Nein, das ist zwar kein Ort für unvergessliche Momente des Operngenres. Auch ist es sicherlich kein Saal, dessen Akustik den Musikern und Sängerinnen auf der Bühne hilft; dazu ist das alles zu trocken und nüchtern hier. Doch der Start des Orchesters und Opernensembles vom Nationaltheater Mannheim in die erste Sanierungsspielzeit darf in der Baumhainhalle dennoch als geglückt gelten, mehr: als Erfolg, weil der Abend musikalisch und auch durch die Moderation von Opernintendant Albrecht Puhlmann einfach lässig und mit Qualität über die Bühne geht.
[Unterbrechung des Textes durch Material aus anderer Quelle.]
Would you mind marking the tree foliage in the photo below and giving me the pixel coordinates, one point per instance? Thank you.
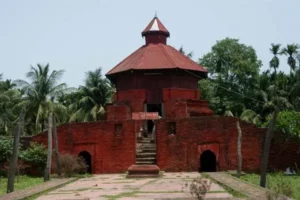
(233, 73)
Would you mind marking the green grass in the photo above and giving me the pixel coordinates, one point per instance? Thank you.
(21, 182)
(288, 185)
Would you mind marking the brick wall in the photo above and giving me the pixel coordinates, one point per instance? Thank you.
(174, 93)
(181, 152)
(110, 152)
(284, 153)
(117, 112)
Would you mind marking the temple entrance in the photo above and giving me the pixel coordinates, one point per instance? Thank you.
(88, 160)
(208, 162)
(153, 108)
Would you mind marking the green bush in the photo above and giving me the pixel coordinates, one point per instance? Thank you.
(35, 155)
(6, 149)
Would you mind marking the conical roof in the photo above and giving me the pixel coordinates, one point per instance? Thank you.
(156, 55)
(155, 26)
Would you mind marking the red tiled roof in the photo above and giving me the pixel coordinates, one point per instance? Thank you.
(156, 56)
(155, 26)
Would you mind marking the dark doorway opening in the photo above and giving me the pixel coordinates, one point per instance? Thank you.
(88, 160)
(208, 162)
(153, 108)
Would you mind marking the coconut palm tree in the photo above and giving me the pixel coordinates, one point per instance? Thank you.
(8, 116)
(291, 50)
(92, 98)
(275, 50)
(40, 95)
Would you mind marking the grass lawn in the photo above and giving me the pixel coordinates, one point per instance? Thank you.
(278, 180)
(20, 183)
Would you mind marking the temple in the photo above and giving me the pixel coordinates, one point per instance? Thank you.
(158, 119)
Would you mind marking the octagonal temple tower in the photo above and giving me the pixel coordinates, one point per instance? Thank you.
(157, 77)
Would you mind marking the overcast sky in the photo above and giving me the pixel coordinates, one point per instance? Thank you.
(81, 35)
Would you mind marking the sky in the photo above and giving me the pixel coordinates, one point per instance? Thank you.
(82, 35)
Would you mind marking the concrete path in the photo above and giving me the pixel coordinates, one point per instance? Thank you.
(247, 189)
(116, 186)
(22, 194)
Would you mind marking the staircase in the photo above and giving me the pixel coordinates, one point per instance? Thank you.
(145, 152)
(145, 166)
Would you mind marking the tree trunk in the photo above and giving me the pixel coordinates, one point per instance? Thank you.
(14, 159)
(239, 149)
(49, 156)
(266, 151)
(58, 169)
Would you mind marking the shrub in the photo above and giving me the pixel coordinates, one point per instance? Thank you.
(35, 154)
(281, 186)
(199, 187)
(6, 149)
(71, 165)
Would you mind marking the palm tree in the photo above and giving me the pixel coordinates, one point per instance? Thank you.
(8, 116)
(92, 98)
(40, 95)
(274, 63)
(291, 50)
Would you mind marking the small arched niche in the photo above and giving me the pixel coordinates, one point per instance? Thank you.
(208, 162)
(88, 160)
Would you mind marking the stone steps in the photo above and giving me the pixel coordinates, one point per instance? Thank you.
(138, 151)
(145, 162)
(145, 152)
(143, 171)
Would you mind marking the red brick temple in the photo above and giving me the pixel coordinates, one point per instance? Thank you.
(158, 118)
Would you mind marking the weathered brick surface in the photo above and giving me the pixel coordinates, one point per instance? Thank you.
(181, 152)
(111, 153)
(285, 154)
(174, 93)
(118, 112)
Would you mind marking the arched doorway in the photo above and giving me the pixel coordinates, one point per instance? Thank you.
(88, 160)
(208, 162)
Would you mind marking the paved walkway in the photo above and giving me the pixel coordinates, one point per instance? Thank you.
(21, 194)
(249, 190)
(116, 186)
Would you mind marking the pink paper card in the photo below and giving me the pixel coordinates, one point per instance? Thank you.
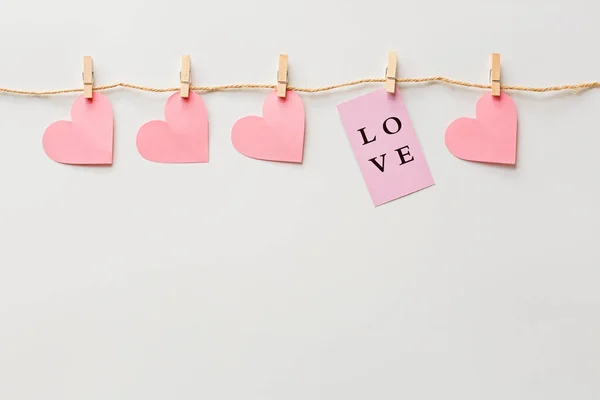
(385, 145)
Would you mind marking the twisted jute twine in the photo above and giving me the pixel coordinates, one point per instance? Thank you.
(242, 86)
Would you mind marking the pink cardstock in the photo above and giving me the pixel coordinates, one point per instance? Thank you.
(491, 137)
(276, 136)
(85, 140)
(385, 145)
(183, 138)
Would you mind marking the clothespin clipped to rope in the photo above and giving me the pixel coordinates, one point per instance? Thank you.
(185, 76)
(390, 73)
(88, 77)
(282, 76)
(495, 74)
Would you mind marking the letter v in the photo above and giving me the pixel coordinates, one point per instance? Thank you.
(379, 166)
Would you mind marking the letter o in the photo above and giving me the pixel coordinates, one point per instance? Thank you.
(398, 123)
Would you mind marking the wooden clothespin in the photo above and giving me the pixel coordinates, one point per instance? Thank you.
(390, 73)
(282, 76)
(88, 77)
(495, 74)
(185, 76)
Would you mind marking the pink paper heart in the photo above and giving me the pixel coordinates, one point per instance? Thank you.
(491, 137)
(278, 135)
(85, 140)
(183, 138)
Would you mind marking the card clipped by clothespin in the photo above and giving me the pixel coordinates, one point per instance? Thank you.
(495, 74)
(390, 73)
(282, 76)
(185, 76)
(88, 77)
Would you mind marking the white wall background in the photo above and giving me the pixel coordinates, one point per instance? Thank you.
(243, 280)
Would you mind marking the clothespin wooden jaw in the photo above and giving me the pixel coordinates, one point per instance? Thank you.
(390, 73)
(88, 77)
(185, 77)
(495, 74)
(282, 76)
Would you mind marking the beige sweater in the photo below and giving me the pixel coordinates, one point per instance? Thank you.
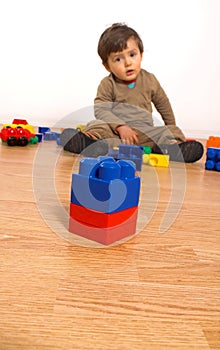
(117, 104)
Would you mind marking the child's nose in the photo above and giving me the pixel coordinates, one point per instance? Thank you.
(127, 61)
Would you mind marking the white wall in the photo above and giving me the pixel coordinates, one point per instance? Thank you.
(49, 67)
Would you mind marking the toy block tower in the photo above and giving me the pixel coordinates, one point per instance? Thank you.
(128, 152)
(104, 199)
(212, 159)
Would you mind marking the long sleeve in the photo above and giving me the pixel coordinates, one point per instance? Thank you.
(162, 104)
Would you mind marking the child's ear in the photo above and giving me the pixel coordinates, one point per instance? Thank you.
(106, 67)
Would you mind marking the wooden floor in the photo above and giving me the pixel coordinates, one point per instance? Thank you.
(158, 290)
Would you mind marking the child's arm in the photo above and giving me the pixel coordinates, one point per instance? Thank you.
(127, 134)
(162, 105)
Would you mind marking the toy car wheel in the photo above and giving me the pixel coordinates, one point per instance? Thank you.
(12, 141)
(22, 141)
Eigentlich war alles ja als Wiederholung des charmanten Ope(r)n Airs der vergangenen Jahre auf der Seebühne geplant. Die kühle und feuchte Witterung zog dem einen Strich durch die Rechnung. Die Baumhainhalle im Luisenpark erweist sich dann aber doch als mehr denn nur als Notnagel. Andernorts diskutiert man über den Tod der Kultur. Hier lauschen immerhin 900 (von 1000 möglichen) NTM-Fans konzentriert einem Gala-Abend mit Ouvertüren, Zwischenmusiken und Arien aus rund 125 Jahren Operngeschichte von Mozart bis Massenet. Puhlmann hatte ja bereits im Vorfeld klar gemacht, er könne sich ein häufigeres Gastieren im Luisenpark vorstellen, auf der Seebühne freilich vor allem im Sommer, aber auch die Baumhainhalle sei „kein schlechter Ort“.

Puhlmann moderiert charmant

Der aber hat freilich einige Tücken: So muss etwa allein die (sich an diesem Abend ohnehin nicht in Bestform befindende) Streicherbesetzung auf der schmalen Bühne sehr klein gehalten werden, was, wie man schon zu Beginn in der Ouvertüre zu „Le nozze di Figaro“ hört, Mozart weniger schadet, dafür aber freilich umso mehr größer besetzten Werken wie Massenets „Don Quichotte“ oder Verdis „La forza del destino“, weil der Streicherapparat als Kitt für die vielen Bläser kaum noch funktioniert und sich so etwas wie romantischer Schmelz nicht einstellen kann. Kehrt man den Nachteil indes zum Vorteil um: Es sind unter dem Dirigat von Kapellmeister Janis Liepins wundervolle Dinge zu hören, groovende Fagott-Linien, mäandernde Klarinetten und Oboen oder auch parlierende Flöten, die mit größerer Streicherbesetzung weniger durchdrängen.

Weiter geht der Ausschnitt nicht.